Wie kann ich Dir jetzt helfen? Schau' einfach bei den Experten hier im Forum, wie deren Filter aufgebaut sind! Wenn Dein Teich kleiner bzw. größer ist, passe das System Deiner Wahl an das System Deiner Wünsche an! Beachte dabei, nicht zu stark das System zu verändern, um unerwünschte Nebenwirkungen auszuschließen. Oder mach' einen kleinen Physik-Kurs in Strömungsdynamik und Thermodynamik, lerne die biochemischen Prozesse verstehen, und entwickele daraus etwas Neues!


----------



## Wuzzel (3. Aug. 2008)

*AW: Filtermaterial-Bestimmung*

na 850 / 1000 = 8,5 m²/liter ! 

Siporax hat eine äußere Besiedlungsfläche von 0,3 qm je liter.
Die oft angegebene effektive Besiedlungsfläche (durch die Poren) würde ich eher nicht zum Vergleich heranziehen, weil sich die Poren doch recht schnell zusetzen. 
Oder gibts da andere Meinungen ? 

Wolf


----------



## firehunter (4. Aug. 2008)

*AW: Filtermaterial-Bestimmung*

Wenn man z.B. mal von __ Hel-X ausgeht, dann ist die geschützte Besiedlungsfläche ganz nett. Das ist der Teil der innerhalb der "Röhrchen" ist und nicht durch z.B. Bewegung und daraus resultiernde Reibung an den anderen Hel-X Körpern "abgerubbelt" werden kann. Das wird sich nicht schneller zusetzen als die Fläche außen, aber bei bewegtem Filtermedium trotzdem Bakterien ansiedeln können.


----------



## Trautchen (4. Aug. 2008)

*AW: Filtermaterial-Bestimmung*

Hallo Rolf, danke für Deinen tollen und verständlichen Beitrag. 
Ich finde der sollte zusammen mit Jürgens ins Basiswissen.


----------



## Annett (4. Aug. 2008)

*AW: Filtermaterial-Bestimmung*

Hallo Wolf,

seit wann ist 850:1000 = 8,5 ?


----------



## hansemann (4. Aug. 2008)

*AW: Filtermaterial-Bestimmung*

Hallo Rolf,

danke für deinen Beitrag. Er verschafft schon mal einen guten Einblick in die nicht ganz einfache Materie.
Vorallem dieser Satz ist für mich wichtig:

"Sehr große Filteroberflächen machen somit nur in hinteren Stufen Sinn"
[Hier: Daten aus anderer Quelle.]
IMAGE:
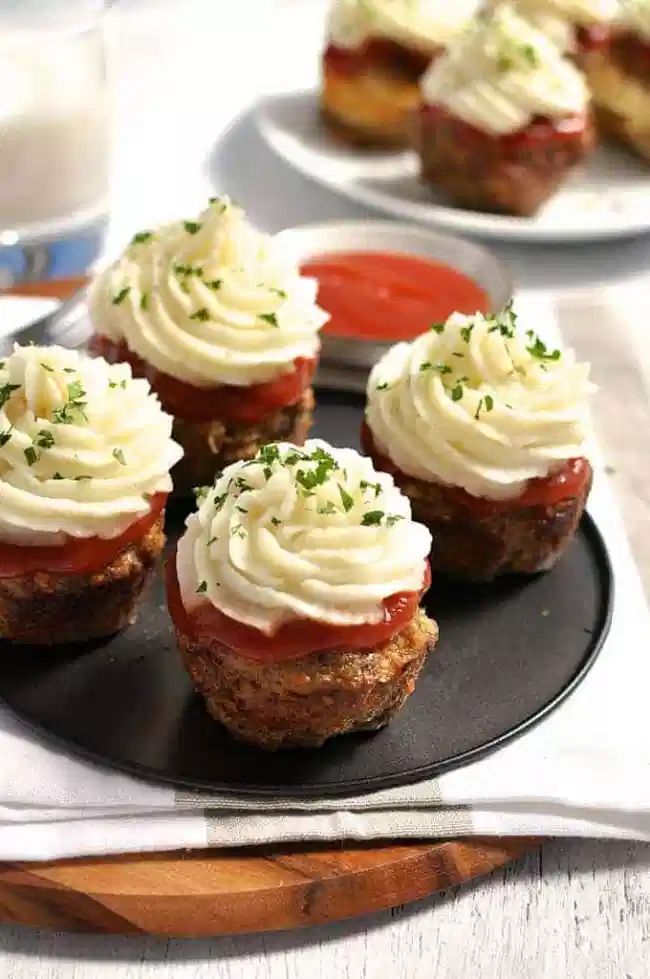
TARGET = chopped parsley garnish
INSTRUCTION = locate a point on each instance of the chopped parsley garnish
(219, 501)
(6, 391)
(539, 350)
(347, 501)
(44, 439)
(372, 518)
(74, 407)
(201, 315)
(457, 392)
(141, 237)
(270, 318)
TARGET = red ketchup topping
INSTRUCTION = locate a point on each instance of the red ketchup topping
(79, 555)
(293, 640)
(377, 53)
(227, 403)
(564, 483)
(539, 132)
(389, 296)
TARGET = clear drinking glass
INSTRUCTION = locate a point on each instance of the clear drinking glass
(54, 127)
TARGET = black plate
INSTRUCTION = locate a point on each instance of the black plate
(509, 653)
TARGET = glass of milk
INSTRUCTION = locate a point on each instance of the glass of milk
(54, 153)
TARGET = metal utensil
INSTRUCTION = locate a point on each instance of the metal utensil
(67, 326)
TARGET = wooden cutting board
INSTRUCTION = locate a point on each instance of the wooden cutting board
(214, 892)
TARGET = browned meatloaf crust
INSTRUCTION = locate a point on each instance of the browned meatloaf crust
(302, 702)
(491, 175)
(374, 108)
(478, 547)
(210, 446)
(51, 608)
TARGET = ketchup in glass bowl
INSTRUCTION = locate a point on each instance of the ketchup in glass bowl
(382, 282)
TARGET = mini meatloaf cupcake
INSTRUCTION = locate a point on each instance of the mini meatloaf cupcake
(505, 117)
(376, 52)
(483, 426)
(295, 595)
(225, 329)
(620, 79)
(85, 454)
(580, 28)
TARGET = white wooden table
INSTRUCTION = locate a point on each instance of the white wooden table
(575, 909)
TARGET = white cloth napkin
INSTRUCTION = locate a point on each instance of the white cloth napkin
(583, 771)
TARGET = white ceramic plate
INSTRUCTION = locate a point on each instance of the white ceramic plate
(608, 198)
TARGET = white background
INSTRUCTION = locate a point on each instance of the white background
(184, 69)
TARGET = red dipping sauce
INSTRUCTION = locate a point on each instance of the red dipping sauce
(387, 296)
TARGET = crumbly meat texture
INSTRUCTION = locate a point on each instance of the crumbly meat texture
(487, 174)
(373, 108)
(210, 446)
(303, 702)
(479, 547)
(46, 608)
(620, 85)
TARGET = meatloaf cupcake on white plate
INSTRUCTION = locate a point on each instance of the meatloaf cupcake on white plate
(620, 79)
(504, 119)
(580, 28)
(484, 428)
(375, 54)
(225, 329)
(85, 454)
(295, 596)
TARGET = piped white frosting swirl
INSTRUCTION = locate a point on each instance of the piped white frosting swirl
(502, 73)
(480, 405)
(83, 447)
(426, 24)
(212, 301)
(309, 533)
(634, 16)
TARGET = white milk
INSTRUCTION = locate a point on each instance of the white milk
(53, 127)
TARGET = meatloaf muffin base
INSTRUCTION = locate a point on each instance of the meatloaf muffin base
(211, 446)
(480, 546)
(50, 608)
(373, 108)
(303, 702)
(488, 175)
(622, 103)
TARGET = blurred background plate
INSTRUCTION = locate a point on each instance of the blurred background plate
(345, 360)
(608, 198)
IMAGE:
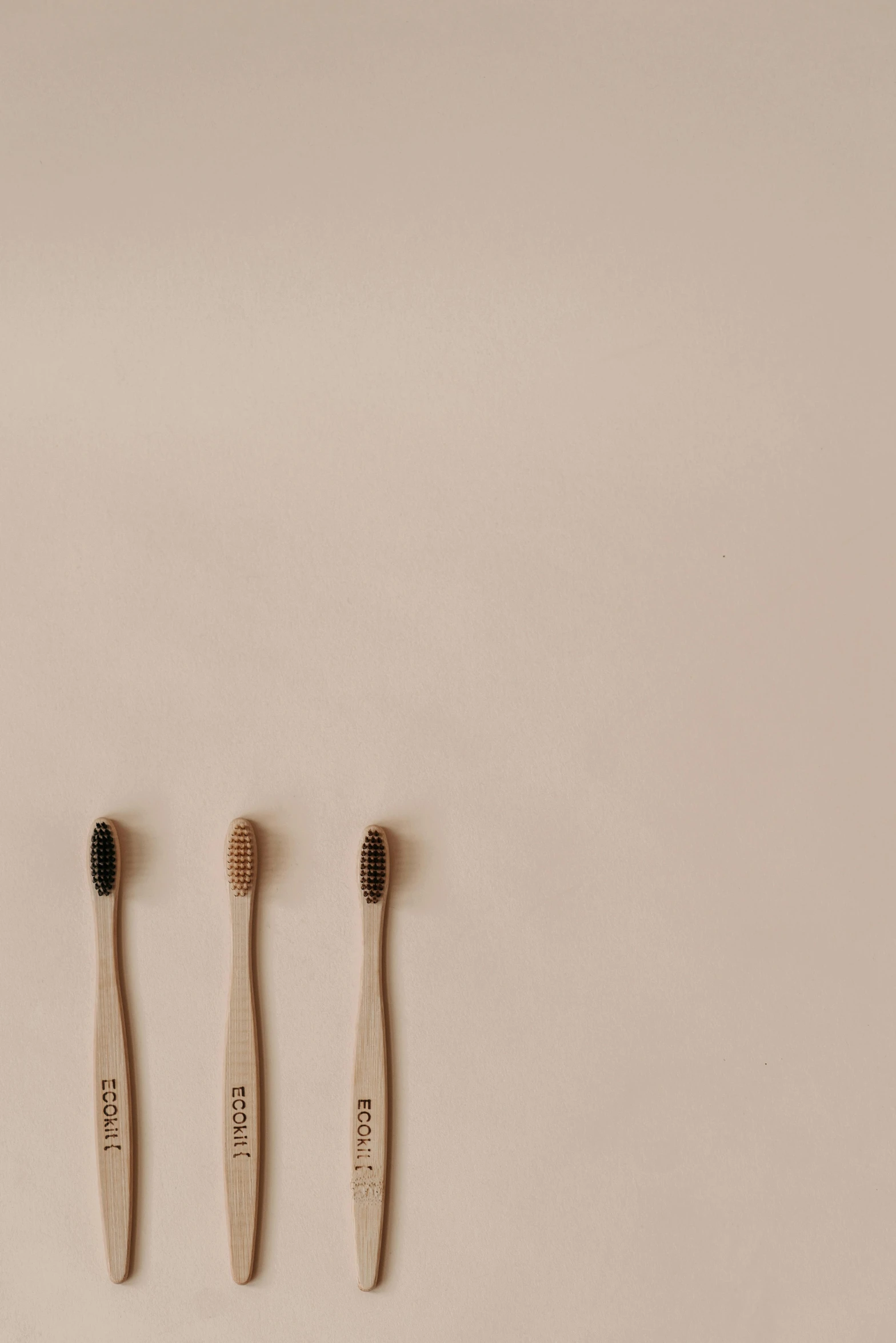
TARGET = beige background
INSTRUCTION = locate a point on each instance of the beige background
(473, 418)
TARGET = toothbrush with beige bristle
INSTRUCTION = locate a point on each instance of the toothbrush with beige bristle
(369, 1099)
(242, 1101)
(112, 1071)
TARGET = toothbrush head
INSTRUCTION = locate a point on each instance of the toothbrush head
(373, 865)
(103, 857)
(241, 859)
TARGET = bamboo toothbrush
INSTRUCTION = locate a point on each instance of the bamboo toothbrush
(242, 1099)
(112, 1074)
(369, 1101)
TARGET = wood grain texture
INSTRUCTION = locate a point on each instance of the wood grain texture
(369, 1117)
(112, 1086)
(242, 1095)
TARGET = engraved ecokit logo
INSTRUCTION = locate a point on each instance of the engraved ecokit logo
(110, 1114)
(362, 1134)
(241, 1126)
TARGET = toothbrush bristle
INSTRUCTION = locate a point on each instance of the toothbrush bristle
(373, 867)
(102, 859)
(241, 859)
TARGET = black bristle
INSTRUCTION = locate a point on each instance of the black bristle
(102, 859)
(373, 867)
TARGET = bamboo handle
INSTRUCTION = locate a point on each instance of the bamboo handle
(242, 1133)
(112, 1087)
(369, 1105)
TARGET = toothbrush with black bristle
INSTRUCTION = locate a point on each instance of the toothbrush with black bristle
(369, 1099)
(242, 1099)
(112, 1071)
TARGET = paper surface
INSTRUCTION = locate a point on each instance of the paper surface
(477, 421)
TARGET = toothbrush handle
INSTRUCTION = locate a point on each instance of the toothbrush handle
(369, 1117)
(242, 1101)
(112, 1091)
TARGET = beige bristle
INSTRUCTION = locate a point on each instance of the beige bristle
(241, 859)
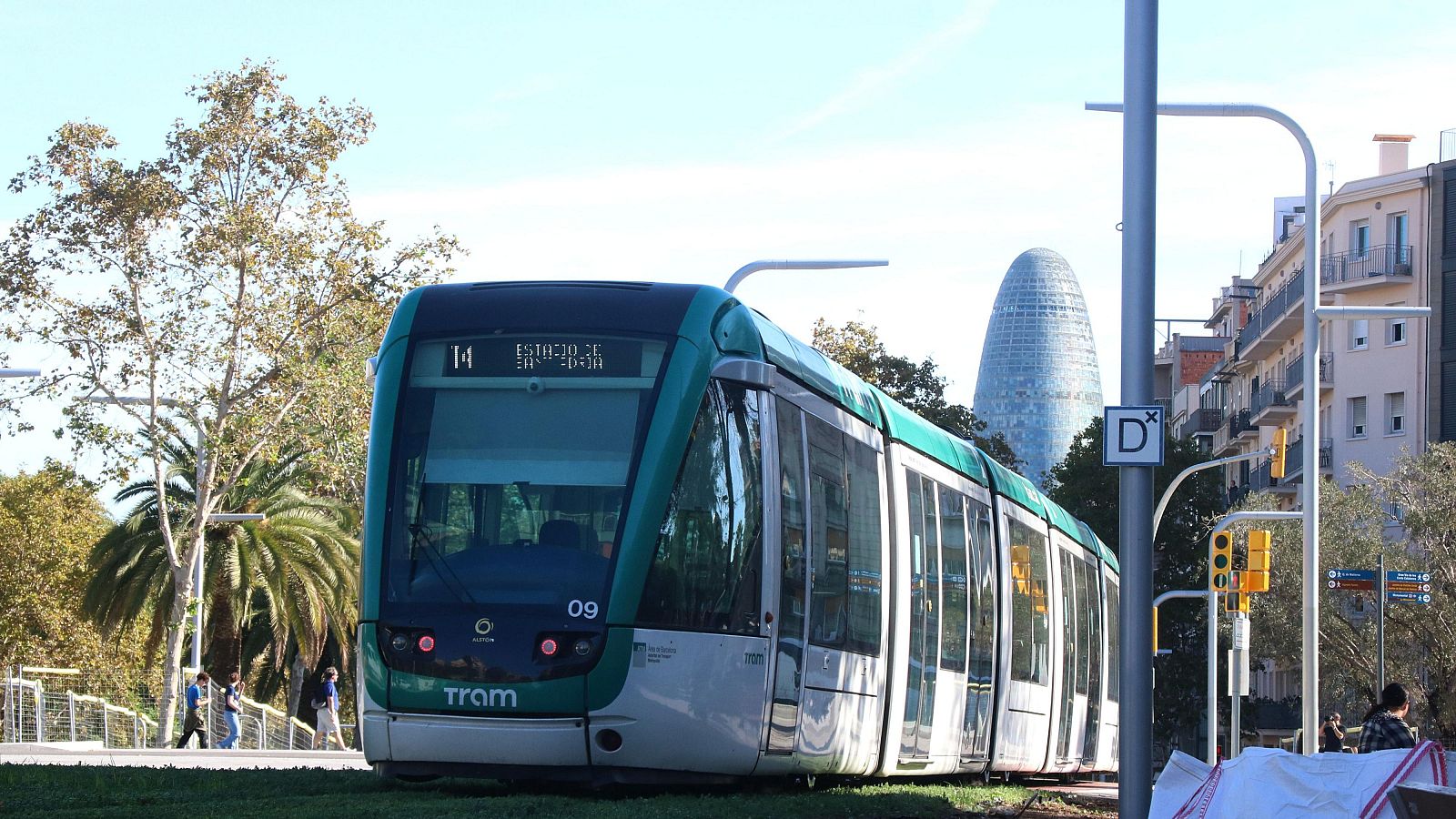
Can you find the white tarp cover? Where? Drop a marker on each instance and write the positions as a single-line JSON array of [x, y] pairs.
[[1267, 782]]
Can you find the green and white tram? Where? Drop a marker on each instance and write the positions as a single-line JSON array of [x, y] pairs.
[[637, 532]]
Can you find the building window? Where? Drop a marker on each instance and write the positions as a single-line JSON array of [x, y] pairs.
[[1395, 331], [1401, 237], [1395, 413]]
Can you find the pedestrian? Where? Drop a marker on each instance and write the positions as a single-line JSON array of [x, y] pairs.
[[1332, 734], [232, 709], [1385, 726], [327, 705], [194, 723]]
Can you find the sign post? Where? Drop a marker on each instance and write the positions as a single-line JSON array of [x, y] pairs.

Somit könnte man doch den sehr günstigen gebrochenen Blähton in den ersten Kammern (bzw. bei einem Bodenfilter die ersten Meter) verwenden und zum Schluß hin, wenn das Wasser "noch gereinigter" ist, dann z.B. Helix.

Jetzt interessiert mich aber immer noch:
Siporax 270m²/liter besiedelbare Oberfläche
aquaclay 232m²/liter besiedelbare Oberfläche (glaube ich fast nicht)
gebrochener Blähton 50m²/liter besiedelbare Oberfläche
Helix ????m²/liter besiedlbare Oberfläche. (vielleicht bringt es jemand hin)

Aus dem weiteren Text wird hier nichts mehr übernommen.